I am satisfied that composite proceedings in London offer the best chance of achieving the two objectives which I regard as paramount, and which each of Barings plc, D&T and C&L(S) profess a wish to achieve, that is to say: (i) avoiding the risk that different courts will reach different conclusions on the same underlying facts and (ii) avoiding the risk that either D&T or C&L(S) will be sued in both London and Singapore in respect of the same transactions.

 

I have taken account of the fact that, if C&L(S) are sued in London they will be deprived of the evidential advantage provided by s 238 of the Singapore Companies Act (Cp 50 in the Laws of Singapore). The effect of that section is that the report of inspectors appointed the Minister under Pt IX of that Act is admissible as evidence of facts upon which the opinion of those inspectors are based.

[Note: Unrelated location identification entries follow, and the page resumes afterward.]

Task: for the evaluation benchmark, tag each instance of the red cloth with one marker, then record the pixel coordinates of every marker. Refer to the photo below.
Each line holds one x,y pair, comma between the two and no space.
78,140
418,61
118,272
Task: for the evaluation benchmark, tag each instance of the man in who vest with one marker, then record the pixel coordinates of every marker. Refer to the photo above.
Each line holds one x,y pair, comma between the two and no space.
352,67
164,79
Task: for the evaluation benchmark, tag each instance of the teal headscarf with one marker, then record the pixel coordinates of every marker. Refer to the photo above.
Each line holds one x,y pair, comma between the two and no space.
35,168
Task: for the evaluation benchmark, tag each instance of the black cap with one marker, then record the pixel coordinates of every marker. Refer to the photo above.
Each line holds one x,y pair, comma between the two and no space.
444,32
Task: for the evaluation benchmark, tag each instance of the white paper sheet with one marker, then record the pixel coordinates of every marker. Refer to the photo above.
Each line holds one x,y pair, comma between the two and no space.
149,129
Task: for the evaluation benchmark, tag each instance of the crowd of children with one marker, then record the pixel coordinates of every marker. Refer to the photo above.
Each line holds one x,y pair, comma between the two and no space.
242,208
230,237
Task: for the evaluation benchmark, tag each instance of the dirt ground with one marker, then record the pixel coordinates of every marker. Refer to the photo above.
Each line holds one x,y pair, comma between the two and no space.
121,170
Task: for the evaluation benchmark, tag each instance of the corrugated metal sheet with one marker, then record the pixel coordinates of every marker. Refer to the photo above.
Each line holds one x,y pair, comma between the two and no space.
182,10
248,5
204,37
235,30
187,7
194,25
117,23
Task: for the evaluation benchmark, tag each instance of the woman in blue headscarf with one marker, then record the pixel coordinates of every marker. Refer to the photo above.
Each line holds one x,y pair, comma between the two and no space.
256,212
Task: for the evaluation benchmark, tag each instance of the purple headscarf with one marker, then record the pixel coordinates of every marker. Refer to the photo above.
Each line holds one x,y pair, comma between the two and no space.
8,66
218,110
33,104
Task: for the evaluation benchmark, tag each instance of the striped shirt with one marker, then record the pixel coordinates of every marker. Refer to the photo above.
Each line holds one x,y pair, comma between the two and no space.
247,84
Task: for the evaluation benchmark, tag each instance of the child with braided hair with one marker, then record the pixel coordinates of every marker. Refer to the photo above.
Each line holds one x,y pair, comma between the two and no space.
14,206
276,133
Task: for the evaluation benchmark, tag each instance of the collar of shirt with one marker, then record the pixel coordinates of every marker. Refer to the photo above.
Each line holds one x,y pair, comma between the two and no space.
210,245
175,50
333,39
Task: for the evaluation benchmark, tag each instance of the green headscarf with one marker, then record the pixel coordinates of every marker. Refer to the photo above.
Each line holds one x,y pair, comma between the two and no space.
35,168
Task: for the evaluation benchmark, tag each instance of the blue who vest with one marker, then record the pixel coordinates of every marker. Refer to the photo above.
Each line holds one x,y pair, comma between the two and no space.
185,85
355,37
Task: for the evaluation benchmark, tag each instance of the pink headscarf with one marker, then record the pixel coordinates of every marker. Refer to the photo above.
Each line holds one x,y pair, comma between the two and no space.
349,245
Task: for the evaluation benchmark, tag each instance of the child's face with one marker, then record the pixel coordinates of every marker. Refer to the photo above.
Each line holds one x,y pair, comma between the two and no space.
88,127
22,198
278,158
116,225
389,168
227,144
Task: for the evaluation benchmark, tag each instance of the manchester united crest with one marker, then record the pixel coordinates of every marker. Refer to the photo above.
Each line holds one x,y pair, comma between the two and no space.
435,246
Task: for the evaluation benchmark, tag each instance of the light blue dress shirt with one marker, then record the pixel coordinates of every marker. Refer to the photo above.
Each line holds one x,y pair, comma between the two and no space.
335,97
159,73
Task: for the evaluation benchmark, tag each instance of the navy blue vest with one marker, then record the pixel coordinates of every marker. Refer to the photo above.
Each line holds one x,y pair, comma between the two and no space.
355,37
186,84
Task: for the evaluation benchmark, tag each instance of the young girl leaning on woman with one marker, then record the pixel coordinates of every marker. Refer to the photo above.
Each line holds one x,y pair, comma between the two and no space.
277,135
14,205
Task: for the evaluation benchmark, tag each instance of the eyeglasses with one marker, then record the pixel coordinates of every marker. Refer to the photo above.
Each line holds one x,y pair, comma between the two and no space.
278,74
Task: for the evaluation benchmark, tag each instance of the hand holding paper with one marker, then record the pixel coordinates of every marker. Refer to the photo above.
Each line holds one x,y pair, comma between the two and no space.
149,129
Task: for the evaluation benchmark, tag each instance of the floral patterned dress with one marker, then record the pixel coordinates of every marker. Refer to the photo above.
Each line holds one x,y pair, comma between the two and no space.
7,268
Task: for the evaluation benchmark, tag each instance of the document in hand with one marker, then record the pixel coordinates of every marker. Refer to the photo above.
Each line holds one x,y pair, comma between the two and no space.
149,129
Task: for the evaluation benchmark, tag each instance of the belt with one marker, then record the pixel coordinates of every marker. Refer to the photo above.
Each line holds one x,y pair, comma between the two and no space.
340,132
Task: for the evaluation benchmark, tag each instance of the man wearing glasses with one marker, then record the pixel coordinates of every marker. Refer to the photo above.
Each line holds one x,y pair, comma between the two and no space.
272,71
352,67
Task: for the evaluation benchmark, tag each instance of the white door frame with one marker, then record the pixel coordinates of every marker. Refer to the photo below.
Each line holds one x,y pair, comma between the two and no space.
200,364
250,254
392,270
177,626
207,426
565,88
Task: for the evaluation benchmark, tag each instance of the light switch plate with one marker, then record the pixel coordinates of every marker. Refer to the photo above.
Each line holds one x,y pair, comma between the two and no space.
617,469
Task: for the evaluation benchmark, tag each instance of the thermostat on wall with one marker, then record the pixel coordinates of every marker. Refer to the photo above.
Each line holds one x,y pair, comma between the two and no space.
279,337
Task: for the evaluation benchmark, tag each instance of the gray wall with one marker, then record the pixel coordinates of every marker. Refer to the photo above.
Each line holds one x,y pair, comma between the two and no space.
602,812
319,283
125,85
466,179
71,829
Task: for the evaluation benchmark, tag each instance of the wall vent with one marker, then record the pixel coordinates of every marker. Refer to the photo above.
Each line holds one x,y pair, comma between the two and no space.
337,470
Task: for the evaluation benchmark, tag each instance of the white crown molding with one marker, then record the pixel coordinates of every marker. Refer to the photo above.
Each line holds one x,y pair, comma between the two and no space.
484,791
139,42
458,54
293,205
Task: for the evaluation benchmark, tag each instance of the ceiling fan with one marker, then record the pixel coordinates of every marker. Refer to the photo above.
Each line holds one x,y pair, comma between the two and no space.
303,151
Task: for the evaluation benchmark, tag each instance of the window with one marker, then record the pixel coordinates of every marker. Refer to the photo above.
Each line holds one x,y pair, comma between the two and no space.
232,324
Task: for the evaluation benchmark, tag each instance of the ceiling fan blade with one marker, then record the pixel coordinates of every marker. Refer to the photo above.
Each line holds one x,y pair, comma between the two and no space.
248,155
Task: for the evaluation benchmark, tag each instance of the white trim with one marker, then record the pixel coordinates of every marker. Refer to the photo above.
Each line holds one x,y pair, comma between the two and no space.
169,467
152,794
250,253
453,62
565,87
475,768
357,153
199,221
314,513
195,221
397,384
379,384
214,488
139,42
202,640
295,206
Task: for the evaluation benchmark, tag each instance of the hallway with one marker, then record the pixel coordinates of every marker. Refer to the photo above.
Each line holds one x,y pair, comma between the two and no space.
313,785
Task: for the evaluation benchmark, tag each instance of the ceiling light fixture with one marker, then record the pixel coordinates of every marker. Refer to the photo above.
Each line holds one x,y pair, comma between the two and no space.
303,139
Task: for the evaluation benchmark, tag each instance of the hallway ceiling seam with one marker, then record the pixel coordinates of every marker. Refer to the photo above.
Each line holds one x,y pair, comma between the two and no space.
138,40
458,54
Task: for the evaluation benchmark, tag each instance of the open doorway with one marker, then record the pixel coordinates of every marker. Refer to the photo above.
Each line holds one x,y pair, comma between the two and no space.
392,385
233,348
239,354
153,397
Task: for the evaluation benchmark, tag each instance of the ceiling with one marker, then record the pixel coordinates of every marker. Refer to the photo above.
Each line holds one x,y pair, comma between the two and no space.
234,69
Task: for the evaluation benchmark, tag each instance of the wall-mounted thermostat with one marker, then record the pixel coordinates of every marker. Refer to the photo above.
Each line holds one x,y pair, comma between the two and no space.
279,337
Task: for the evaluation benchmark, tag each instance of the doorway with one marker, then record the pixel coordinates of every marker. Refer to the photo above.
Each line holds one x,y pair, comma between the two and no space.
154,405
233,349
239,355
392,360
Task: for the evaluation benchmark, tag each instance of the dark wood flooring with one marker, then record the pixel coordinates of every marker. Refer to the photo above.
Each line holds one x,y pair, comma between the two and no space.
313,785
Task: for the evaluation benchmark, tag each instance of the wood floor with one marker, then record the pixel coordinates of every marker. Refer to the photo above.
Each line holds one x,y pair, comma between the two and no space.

Inspectors appointed under the Act reported to the Minister on 6 September 1995. I have been taken through the relevant parts of that report. I accept that the provisions of s 238 might afford some evidential assistance to C&L(S) in proceedings in Singapore; although I suspect that the report would be a two edged sword in those proceedings. It is not without significance that the authors of the report are also the liquidators of BFS who are bringing the claim against C&L(S). I do not accept that, in practice, the absence of that assistance would cause any substantial prejudice to C&L(S)’s defence to proceedings in London. Most, if not all, of the relevant witnesses are based in London and, if not called by the plaintiffs, will be available on sub-poena. Such prejudice as there may be is outweighed by the advantages of trying all claims in a single action.

 

For the reasons which I have set out I accept that the English Court is the most appropriate forum for the trial of the claims made by Barings plc against C&L (S). Accordingly, I am satisfied that the order of 23 January 1996 should stand. I dismiss the application to set that order aside.